When asked, “How do you deal with people who look at you with suspicion?” Pope Francis replied, “I go ahead, not because I want to start a revolution. I do what I feel I must do. It takes a lot of patience, prayer and a lot of charity.”
In a separate event — a Sept. 15 press briefing on about his stance on same-sex marriages — Pope Francis said, “I have spoken clearly about this, no? Marriage is a sacrament. The church doesn’t have the power to change sacraments. It’s as our Lord established.”
Francis said that civil unions and other laws that “try to help the situation” for LGBTQ+ people are important. He asserted, however, that legal recognition for same-sex couples should not impose “things that by nature do not function in the church.”
“If they want to spend their lives together, a homosexual couple, nations have the possibility civilly to support them, to give them safety with regards to inheritance and health,” he said.
While maintaining that “marriage is marriage,” Francis concluded that he does not advocate for “condemning” individuals because of their sexual orientation. He stated that gay and lesbian people are “our brothers and sisters and we need to be close to them.”

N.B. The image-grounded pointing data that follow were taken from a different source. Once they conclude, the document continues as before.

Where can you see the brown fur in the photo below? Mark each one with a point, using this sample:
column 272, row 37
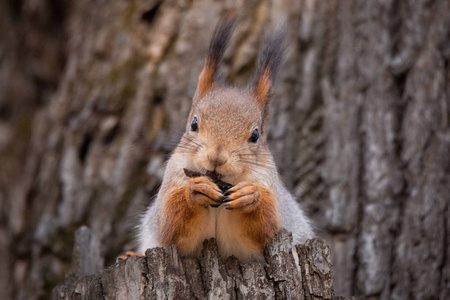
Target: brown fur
column 259, row 225
column 186, row 214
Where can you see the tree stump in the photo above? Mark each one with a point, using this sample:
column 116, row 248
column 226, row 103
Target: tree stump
column 290, row 272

Ukrainian March for Equality in Kyiv
An estimated 7,000 people gathered in the Ukrainian capital of Kyiv on Sept. 19 for the annual March for Equality to support the rights of the country’s LGBT community.

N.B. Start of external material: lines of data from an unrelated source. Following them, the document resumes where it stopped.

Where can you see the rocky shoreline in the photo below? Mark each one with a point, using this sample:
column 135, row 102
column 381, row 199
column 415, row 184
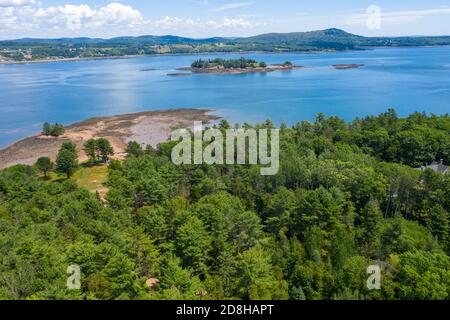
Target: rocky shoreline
column 221, row 70
column 146, row 128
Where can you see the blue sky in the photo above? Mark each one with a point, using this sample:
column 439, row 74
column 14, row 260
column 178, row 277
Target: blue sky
column 205, row 18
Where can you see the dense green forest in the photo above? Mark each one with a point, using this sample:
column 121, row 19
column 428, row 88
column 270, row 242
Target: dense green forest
column 321, row 40
column 347, row 196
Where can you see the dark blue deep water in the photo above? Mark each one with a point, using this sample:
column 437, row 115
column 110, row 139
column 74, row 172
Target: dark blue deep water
column 413, row 79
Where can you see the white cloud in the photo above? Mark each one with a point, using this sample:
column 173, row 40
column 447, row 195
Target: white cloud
column 16, row 3
column 233, row 23
column 76, row 17
column 230, row 6
column 111, row 20
column 398, row 17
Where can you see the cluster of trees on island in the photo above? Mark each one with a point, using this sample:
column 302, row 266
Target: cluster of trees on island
column 54, row 130
column 347, row 196
column 241, row 63
column 321, row 40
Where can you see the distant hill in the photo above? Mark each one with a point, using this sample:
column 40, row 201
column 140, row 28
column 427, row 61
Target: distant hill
column 328, row 34
column 28, row 49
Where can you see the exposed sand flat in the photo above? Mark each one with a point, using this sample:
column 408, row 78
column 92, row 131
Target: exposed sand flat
column 146, row 128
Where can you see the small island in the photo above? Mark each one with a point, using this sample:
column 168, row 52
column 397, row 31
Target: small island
column 347, row 66
column 238, row 66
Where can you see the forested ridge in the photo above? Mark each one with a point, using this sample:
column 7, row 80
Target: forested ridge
column 347, row 196
column 22, row 50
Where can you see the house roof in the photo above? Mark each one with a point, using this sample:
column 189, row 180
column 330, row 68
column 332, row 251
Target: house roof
column 438, row 167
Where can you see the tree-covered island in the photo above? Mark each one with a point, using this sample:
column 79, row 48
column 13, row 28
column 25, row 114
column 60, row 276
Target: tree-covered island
column 233, row 66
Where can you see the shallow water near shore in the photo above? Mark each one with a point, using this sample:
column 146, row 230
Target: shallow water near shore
column 407, row 79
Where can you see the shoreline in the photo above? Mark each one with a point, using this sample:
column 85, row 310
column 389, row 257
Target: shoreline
column 146, row 128
column 59, row 60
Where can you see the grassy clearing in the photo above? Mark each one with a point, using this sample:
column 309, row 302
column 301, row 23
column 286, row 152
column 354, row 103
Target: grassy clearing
column 92, row 178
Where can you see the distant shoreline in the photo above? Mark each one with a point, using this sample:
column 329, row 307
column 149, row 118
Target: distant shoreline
column 146, row 128
column 58, row 60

Carrying rainbow flags and banners that read “Fight for rights!” marchers stated eight demands for Ukrainian authorities, including the legalization of civil partnerships for LGBT people and the creation of laws against LGBT hate crimes.
“We’ve grown tired of waiting for change and enduring systematic intimidation, pressure, disruption of peaceful events, attacks on activists and the LGBT community,” the marchers said in a statement. “We demand changes here and now, as we want to live freely in our own country.”
The march was guarded by police, who sought to prevent clashes with far-right groups that attempt to disrupt the event every year. Human rights ombudswoman Lyudmyla Denisova urged radical groups to refrain from violence.
“We’re different, but we’re equal,” Denisova said. “Ukraine’s constitution has declared all people equal in their rights from birth, regardless of any characteristics, including sexual orientation and gender identity.”
Ukraine repealed criminal liability for homosexuality in 1991. In 2015, Ukraine’s labor laws were amended to ban discrimination of LGBT people in the workplace.
Conservative groups in Ukraine oppose LGBT rights and members of far-right organizations regularly attack groups and events linked to the LGBT community, as PGN has previously reported. Several hundred activists opposing the march held their own rally in a park in Kyiv.
Marriage equality on the ballot in Switzerland
Swiss voters will decide on Sept. 26 whether to allow same-sex couples to marry and adopt children. A rancorous campaign for marriage equality has gone on for weeks in Switzerland, which is one of the last Western European countries to still ban same-sex marriage.
The federal government and parliament approved opening civil marriage to same-sex couples, but right-wing and religious opponents forced a referendum on the issue under Switzerland’s system of “direct democracy.”
During the campaign, opponents of the reform used images of crying babies to suggest that gay and lesbian couples are unfit. Supporters waved “Yes, I do” rainbow flags in the Zurich and Geneva pride parades.
The share of voters set to approve same-sex marriage fell to 63% from 69% in the latest poll by gfs.bern for broadcaster SRG.
In Switzerland, same-sex couples received the right to enter into civil partnerships in 2007 and the right to adopt children parented by their partner in 2018. Under the amended law, same-sex couples would be allowed to adopt children unrelated to them.
Married lesbian couples would also be allowed to have children through sperm donation, currently legal only for married heterosexual couples. Under the law, both women would be recognized as the child’s official parents from birth.
The proposed legal change would also open an easier path to citizenship for the foreign spouse of a Swiss citizen.